Guest JPIngold Posted December 2, 2011 Posted December 2, 2011 First thought: On the plan specs, Plan Entry Requirements screen, there is a check-box called "Waiting Period Exclusive". I believe that if this box is checked, it means that the participant needs to complete the full "Computation Period" prior to entering the plan. Conversely, if it is not checked off, then it means that the participant would enter the plan upon meeting the the elig requirements on the very next entry dates. Is this coded correctly? I tried that and it didn't make a difference. So, I am simply suppressing the final quarter's eligibility transaction and deleting the "date elig requirements met" in census and then running 4th quarter.
Tom Poje Posted December 2, 2011 Posted December 2, 2011 waiting period exclusive is really used for the situation such as ee hired on 1/2. now (yes or no) do you complete 12 months on 1/2 or 1/1? that would effect whether you enter 1/1 or 7/1. in census there is also a field 'met entry requirements' - obviously that has been set to something you don't want. my practice after the plan has been on the system 1 year is to set "calculate past year service" to "not computed". there is no reason to calculate past service once the plan has been on the system. that might not even change things in your case, but one never knows.
Guest JPIngold Posted December 2, 2011 Posted December 2, 2011 waiting period exclusive is really used for the situation such asee hired on 1/2. now (yes or no) do you complete 12 months on 1/2 or 1/1? that would effect whether you enter 1/1 or 7/1. in census there is also a field 'met entry requirements' - obviously that has been set to something you don't want. my practice after the plan has been on the system 1 year is to set "calculate past year service" to "not computed". there is no reason to calculate past service once the plan has been on the system. that might not even change things in your case, but one never knows. Yes, that met entry requirements is getting populated with 9/30/11 when that quater's eligibility is run. So that is what I am now deleting before running 12/31/11 eligilibity and thus the employee is not entering on 10/1/11.
Guest 410b Posted October 11, 2012 Posted October 11, 2012 I know this is an old thread-I saw it when I was looking for entry date threads in relation to my new post. I just had to recompute a number of participant years of service because of my misunderstanding of this issue in my company's plan. I have been specifically instructed by our third party plan administrator that I am to follow the pattern submitted by EBDI. I think JPINGOLD's analysis depends on whether conversion happens in the calendar year containing the employment commencement date or the yyear containing the anniversary date.

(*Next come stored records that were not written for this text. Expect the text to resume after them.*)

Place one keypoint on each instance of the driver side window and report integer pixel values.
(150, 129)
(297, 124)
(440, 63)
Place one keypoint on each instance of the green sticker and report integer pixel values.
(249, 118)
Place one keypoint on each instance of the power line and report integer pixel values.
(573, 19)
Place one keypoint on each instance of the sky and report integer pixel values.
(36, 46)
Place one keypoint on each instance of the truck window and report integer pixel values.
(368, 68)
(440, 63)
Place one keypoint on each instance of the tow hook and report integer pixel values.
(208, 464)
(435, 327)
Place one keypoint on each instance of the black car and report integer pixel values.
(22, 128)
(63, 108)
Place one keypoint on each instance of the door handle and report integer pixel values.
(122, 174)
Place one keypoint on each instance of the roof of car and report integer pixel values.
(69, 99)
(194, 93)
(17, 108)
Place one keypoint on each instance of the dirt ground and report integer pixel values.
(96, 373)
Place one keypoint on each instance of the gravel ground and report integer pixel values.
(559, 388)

MoJo Posted October 11, 2012 Posted October 11, 2012 I know this is an old thread-I saw it when I was looking for entry date threads in relation to my new post.I just had to recompute a number of participant years of service because of my misunderstanding of this issue in my company's plan. I have been specifically instructed by our third party plan administrator that I am to follow the pattern submitted by EBDI. I think JPINGOLD's analysis depends on whether conversion happens in the calendar year containing the employment commencement date or the yyear containing the anniversary date. Most plans I see (and write) require the 1000 hours to be completed "within" a specified 12 month eligibility period. That is, if you don't satisfy BOTH requirements within one period, BOTH requirements are reset and start anew. With the flip from anniversary date to calendar year, that would mean that regardless of when you get the 1000, you still do not enter the plan until the first entry date AFTER the end of the current 12 month period (i.e., the first of the next year).

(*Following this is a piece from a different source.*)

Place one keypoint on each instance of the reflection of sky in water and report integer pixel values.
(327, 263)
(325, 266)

Guest 410b Posted October 11, 2012 Posted October 11, 2012 I believe that both EBDI and my TPA disagree with the interpretation that BOTH requirements are reset. The rules I am to follow are that the 12 months of the first eiligibility period (ann. yr.) must run. The participant is not then required to meet another 12 month time requiement if they did not get 100o hrs in the first eligibility period. Subsequent eliegibility periods are plan years and the e,ployee enters the plan on the first entry date after serving 1000 hrs in a plan year ie Oct1 in the example above. (And, in my plan at least, continuous employment during a 12 month period is not required as part of the 1000 hour service requirement. They each have separate definitions. An eligibility computation period is an elapsed amount of time. A service requirement is 1000 hours in an eligibility computation period. Plan entry requires only that each be met once.)
Tom Poje Posted October 11, 2012 Posted October 11, 2012 The ERISA Outline book 2.12 3. when a year of service is credited for eligibility purposes.....at the end of the eligibility computation period (emphasis the book, not mine) 3b. Plan may provide for credit sooner 3b1 example the plan document is written so that a year of service is credited at the end of the month in which 1000th hour is credited... a plan should not be administered in this fashion unless the terms of the plan expressly provide for this method of crediting a year of service.(emphasis the book not mine) so if I understand the question in point ee hired for example 5/1/10 did not work 1000 hours from 5/1/10 - 4/30/11. document language is the typical 'shift to the plan year' so now the person works 1000 hours from 1/1/11 - 12/31/11 doesn't matter when they complete the 1000 hours, you have shifted to a new 12 month eligibility computation period, and the credit is provided at the end of the period.(unless there is special document language)
david rigby Posted October 11, 2012 Posted October 11, 2012 I have been specifically instructed by our third party plan administrator ... Sometimes its amusing to see who is giving orders and who is following them. I'm a retirement actuary. Nothing about my comments is intended or should be construed as investment, tax, legal or accounting advice. Occasionally, but not all the time, it might be reasonable to interpret my comments as actuarial or consulting advice.
MoJo Posted October 11, 2012 Posted October 11, 2012 Sometimes its amusing to see who is giving orders and who is following them. That deserve a definate "LIKE" :-)
Guest 410b Posted October 11, 2012 Posted October 11, 2012 MOJO and TOM, Red Face ( I think - I am in the process of finding out) but thank you for the responses and causing me to review what i've been doing. I have been rereading some old email which hid what you - and likely my TPA- are saying to me. I had a rehired employee who did not meet the 1000 hour reqt in their anniversary year. Rehired in the next Plan year and worked 1000 hours. I was still struggling with plan and administrator changes at that point. Employee worked 1000 hours from July to December so I asked if plan entry date was Jan 1. (In my mind bcause the employee had done 1000 hours and hit a quarterly entry date.) TPA said yes (because the plan year was up). Had it come up for Oct instead of Dec, I think I would have gotten a different answer. Thanks again for the help.
Guest 410b Posted October 11, 2012 Posted October 11, 2012 Well, "instructions" appear to have come from misinterpreting an answer.